Jim Jarmush ayant composé la musique avec son groupe SQÜRL des quatre films de Man Ray, nouvellement restaurés,  établissait une parenté royale avec le Centre Pompidou et son excellente exposition dédiée aux surréalismes. Florence Bourgeois, directrice de Paris Photo déclarait à ce propos: » « Le surréalisme, influence centrale de Jim Jarmusch, …, trouve une résonance particulière dans le parcours qu’il a construit pour la foire. Sa sélection ouvre un dialogue entre le cinéma, la musique et l’image. Pendant des années, il s’est adonné à la photographie et a créé des centaines de collages à partir de journaux. Ces collages sont réunis dans l’album Some Collages (Anthology Editions, 2021). »

Tout collectionneur, toute institution, tout un chacun, profane ou expert, amateur ou professionnel, chacun se devait d’être là, à parcourir, en aveugle, en femme, en homme éclairé, l’offre plénipotentiaire dans ses richesses, sa multiplicité, sa prodigalité, prouvant que la photographie est devenue un art majeur, un marché conséquent, presque une religion, tant les « spectateurs » foulaient encore ce sol « béni », affrontant la queue monstrueuse, deux heures seulement avant la fermeture définitive de la foire…. c’est dire tout l’engouement et le succès de cette 27 ème édition. Il y en avait pour tous les goûts, une foule conséquente, quasi processionnaire, déambulait le long des allées, sur les coursives de ce désormais Grand Palais, magique, aérien, pulmonaire, palais du ciel en ce Paris de Novembre.

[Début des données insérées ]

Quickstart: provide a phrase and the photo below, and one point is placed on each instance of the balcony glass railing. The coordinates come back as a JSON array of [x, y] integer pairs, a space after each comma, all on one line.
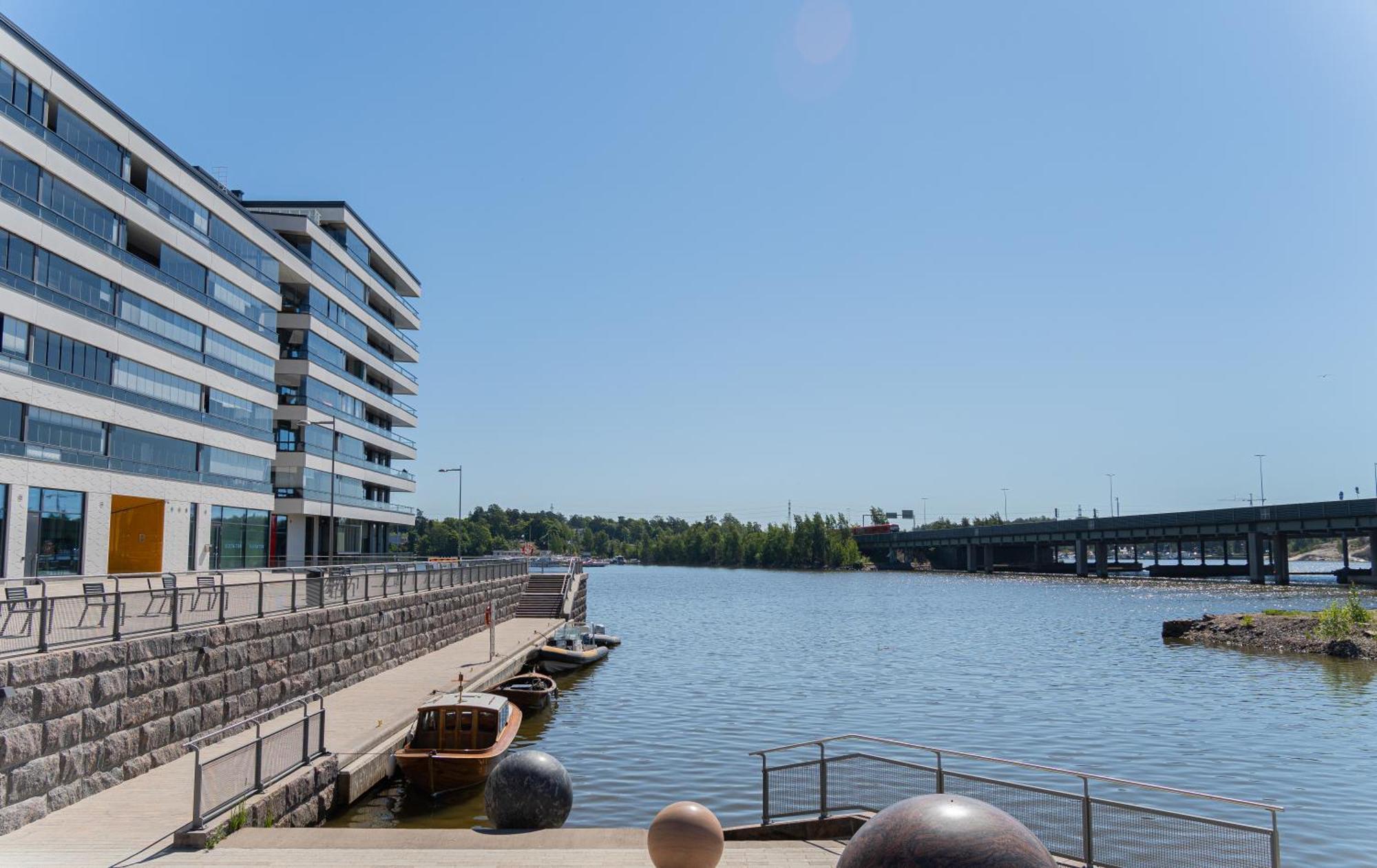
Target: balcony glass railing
[[389, 363], [337, 412], [290, 494], [129, 189], [301, 353], [349, 459], [89, 237]]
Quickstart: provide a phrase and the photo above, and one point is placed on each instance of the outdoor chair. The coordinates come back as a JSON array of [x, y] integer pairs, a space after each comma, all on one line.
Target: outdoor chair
[[166, 597], [207, 590], [94, 595], [17, 602]]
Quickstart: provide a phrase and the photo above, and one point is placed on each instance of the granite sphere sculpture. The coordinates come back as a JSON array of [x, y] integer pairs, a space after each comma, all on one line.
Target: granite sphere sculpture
[[945, 831], [685, 835], [529, 790]]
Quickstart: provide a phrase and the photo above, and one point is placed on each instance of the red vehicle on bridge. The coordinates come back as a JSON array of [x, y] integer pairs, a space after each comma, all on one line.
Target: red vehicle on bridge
[[867, 529]]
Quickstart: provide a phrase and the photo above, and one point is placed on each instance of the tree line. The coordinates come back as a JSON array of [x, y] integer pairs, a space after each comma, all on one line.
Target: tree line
[[813, 542]]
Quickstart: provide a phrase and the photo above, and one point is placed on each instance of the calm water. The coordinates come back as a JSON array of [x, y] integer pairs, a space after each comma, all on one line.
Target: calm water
[[1060, 671]]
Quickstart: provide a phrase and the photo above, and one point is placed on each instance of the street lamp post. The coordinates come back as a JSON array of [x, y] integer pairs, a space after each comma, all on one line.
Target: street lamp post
[[461, 472], [335, 444]]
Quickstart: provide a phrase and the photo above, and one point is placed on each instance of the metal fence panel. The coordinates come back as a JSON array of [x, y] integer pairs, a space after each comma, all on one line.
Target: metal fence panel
[[1128, 836]]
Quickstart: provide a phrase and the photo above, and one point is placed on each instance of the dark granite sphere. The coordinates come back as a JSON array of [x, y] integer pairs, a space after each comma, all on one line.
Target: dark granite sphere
[[529, 790], [945, 831]]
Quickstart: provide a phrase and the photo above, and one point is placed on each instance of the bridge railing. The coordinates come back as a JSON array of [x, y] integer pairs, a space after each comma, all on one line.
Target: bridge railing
[[1071, 820], [38, 615], [1285, 511]]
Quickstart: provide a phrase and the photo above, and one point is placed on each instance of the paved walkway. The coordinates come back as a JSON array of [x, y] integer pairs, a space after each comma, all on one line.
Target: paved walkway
[[134, 821], [433, 847]]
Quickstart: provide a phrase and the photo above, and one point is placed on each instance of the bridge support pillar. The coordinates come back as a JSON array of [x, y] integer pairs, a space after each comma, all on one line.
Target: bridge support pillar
[[1255, 557], [1281, 558]]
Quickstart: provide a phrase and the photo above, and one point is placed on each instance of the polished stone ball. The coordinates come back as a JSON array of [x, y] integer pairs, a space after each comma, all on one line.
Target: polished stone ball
[[529, 790], [685, 835], [945, 831]]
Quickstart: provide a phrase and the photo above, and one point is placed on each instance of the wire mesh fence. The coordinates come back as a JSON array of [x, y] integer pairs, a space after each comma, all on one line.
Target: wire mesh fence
[[1071, 821], [249, 768], [42, 613]]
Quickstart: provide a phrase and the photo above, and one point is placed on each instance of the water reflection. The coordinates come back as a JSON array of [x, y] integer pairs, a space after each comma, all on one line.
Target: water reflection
[[1054, 670]]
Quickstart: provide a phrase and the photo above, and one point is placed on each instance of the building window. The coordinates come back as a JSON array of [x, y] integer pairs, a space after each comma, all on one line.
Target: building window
[[239, 538], [191, 538], [57, 520]]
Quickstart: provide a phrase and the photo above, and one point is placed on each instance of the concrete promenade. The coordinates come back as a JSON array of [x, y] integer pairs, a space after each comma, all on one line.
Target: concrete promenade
[[563, 847], [136, 820]]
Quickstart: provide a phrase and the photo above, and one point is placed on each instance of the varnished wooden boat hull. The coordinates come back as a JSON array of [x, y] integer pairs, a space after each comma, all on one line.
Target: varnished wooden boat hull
[[440, 772]]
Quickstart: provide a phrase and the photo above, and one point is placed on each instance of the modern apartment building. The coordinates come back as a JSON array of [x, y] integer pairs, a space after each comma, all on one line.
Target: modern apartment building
[[180, 371]]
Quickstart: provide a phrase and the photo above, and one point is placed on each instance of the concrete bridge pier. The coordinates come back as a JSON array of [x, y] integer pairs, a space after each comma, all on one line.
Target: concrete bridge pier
[[1255, 557]]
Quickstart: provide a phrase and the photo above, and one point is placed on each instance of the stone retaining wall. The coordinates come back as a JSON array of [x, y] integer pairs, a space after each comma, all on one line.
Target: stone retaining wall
[[83, 719]]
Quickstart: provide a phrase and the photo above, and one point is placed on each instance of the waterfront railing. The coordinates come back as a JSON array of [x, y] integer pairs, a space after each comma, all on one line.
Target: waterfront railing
[[38, 615], [1073, 823], [250, 768]]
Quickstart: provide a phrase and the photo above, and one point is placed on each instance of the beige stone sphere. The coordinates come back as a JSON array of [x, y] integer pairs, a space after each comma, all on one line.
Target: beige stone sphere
[[685, 835]]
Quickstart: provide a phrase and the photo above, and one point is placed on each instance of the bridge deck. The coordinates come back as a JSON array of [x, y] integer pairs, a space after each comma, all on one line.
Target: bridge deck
[[136, 820]]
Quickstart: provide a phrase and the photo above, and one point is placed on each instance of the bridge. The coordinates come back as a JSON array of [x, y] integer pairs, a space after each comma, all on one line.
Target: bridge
[[1255, 538]]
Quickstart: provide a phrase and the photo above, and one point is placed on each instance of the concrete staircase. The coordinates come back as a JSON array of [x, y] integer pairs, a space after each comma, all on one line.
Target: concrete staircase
[[543, 597]]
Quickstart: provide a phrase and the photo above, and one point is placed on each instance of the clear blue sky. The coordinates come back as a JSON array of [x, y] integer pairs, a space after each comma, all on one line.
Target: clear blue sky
[[713, 257]]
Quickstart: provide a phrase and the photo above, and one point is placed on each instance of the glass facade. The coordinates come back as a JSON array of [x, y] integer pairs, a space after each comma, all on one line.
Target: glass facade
[[239, 538], [82, 210], [242, 302], [76, 131], [154, 317], [235, 408], [61, 353], [57, 522], [154, 449], [238, 354], [181, 206], [236, 465], [65, 432], [243, 248], [154, 383]]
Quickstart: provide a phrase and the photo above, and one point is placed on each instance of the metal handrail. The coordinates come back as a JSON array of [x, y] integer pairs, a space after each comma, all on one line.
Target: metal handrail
[[1086, 776]]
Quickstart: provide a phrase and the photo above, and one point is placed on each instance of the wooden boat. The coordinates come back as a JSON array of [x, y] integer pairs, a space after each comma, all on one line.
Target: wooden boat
[[458, 740], [529, 692], [569, 649]]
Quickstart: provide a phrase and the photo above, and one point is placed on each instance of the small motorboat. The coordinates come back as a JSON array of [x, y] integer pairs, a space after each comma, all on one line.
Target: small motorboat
[[458, 740], [569, 649], [602, 637], [529, 692]]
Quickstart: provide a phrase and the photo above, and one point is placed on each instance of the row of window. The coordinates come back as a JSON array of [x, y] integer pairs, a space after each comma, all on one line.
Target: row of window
[[57, 352], [79, 133], [48, 427], [38, 185], [46, 269], [56, 531]]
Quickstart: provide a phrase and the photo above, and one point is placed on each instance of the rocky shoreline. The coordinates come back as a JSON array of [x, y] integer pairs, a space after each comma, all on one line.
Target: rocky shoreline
[[1294, 631]]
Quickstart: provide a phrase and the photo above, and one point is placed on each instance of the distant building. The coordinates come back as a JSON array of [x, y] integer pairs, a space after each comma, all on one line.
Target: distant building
[[166, 345]]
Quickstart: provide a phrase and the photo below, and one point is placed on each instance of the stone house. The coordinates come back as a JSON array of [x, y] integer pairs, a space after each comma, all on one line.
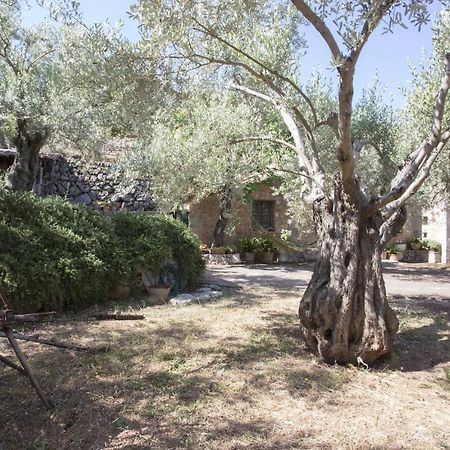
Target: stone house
[[99, 185]]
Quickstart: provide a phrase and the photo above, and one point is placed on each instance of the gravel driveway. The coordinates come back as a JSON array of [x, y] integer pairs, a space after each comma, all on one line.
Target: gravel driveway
[[401, 279]]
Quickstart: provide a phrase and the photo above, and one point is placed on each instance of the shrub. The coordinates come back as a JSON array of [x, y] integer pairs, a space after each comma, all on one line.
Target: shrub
[[148, 241], [56, 255]]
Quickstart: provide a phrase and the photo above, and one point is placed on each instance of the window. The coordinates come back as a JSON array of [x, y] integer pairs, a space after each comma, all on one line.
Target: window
[[264, 213]]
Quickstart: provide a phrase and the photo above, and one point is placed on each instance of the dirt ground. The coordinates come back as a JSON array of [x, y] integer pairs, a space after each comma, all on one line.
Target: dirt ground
[[232, 374]]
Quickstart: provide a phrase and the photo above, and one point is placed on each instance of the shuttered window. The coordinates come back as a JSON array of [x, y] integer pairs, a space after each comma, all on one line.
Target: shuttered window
[[264, 213]]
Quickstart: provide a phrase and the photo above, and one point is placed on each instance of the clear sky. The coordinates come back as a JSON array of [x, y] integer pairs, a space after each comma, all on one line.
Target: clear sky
[[389, 55]]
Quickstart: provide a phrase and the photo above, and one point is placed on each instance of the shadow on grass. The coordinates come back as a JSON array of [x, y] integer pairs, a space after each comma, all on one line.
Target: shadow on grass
[[422, 345]]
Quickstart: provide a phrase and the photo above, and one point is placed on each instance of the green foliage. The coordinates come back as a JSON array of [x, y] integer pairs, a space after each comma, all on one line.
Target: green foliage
[[266, 245], [392, 250], [426, 244], [255, 244], [248, 245], [55, 255], [429, 244]]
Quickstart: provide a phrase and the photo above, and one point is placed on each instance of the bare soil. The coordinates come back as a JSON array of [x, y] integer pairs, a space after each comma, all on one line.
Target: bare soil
[[230, 375]]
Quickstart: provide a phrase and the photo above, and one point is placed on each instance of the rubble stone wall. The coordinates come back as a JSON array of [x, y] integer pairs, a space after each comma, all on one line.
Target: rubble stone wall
[[97, 184]]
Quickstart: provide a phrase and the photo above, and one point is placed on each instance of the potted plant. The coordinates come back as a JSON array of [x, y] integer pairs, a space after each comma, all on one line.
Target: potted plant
[[157, 287], [217, 250], [268, 249], [249, 246]]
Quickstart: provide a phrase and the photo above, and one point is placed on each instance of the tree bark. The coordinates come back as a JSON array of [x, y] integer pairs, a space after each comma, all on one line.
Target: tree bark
[[222, 221], [22, 174], [344, 313]]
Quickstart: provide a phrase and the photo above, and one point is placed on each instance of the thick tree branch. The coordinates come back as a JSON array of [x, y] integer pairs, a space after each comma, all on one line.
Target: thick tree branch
[[265, 138], [288, 120], [417, 183], [320, 26], [414, 162], [205, 30]]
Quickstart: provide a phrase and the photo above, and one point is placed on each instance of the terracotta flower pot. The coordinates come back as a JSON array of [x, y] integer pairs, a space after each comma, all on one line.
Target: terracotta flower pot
[[249, 257], [267, 258]]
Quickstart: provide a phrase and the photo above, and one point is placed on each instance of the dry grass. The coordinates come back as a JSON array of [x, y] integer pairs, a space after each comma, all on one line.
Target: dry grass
[[229, 375]]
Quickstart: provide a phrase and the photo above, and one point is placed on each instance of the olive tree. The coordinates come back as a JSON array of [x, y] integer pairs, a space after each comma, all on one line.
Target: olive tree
[[195, 150], [255, 47]]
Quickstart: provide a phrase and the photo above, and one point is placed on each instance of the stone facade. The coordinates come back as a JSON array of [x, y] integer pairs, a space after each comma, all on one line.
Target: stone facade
[[203, 216], [95, 184], [436, 226]]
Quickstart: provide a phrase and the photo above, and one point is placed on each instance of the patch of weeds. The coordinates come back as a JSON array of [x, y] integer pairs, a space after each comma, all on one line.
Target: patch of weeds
[[321, 380], [196, 388], [265, 345], [162, 380], [40, 445], [121, 423]]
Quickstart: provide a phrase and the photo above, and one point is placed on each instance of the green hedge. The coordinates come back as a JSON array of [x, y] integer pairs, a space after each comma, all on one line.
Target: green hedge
[[59, 256]]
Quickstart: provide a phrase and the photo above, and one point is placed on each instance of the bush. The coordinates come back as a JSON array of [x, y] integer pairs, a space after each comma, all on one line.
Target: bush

Paris Photo 2024 était structuré en six secteurs, le secteur principal et ses 140 galeries occupait l’espace central, la grande coursive qui fait le tour en hauteur, comptait l’édition photographique, les sections Emergence, 23 galeries,  Prisme 7, Voices, 13 galeries, Digital , 15, étant sur 2 niveaux.

La foire, plus internationale que jamais avec 34 pays représentés, était placée sous le signe de l’expérimentation, des premières technique du XIXe siècle au secteur Émergence, en passant par le Surréalisme et la création digitale, dans une proposition cette fois assez minimale, reposant timidement la question qui me semble procéder du marketing culturel dans ses peurs, l’utilisation de l’IA, étant donné qu’Alina Frieske répondait plutôt de l’utilisation sociale du flux d’images par ses collages numériques réalisés à partir d’images glanées sur les réseaux sociaux .. .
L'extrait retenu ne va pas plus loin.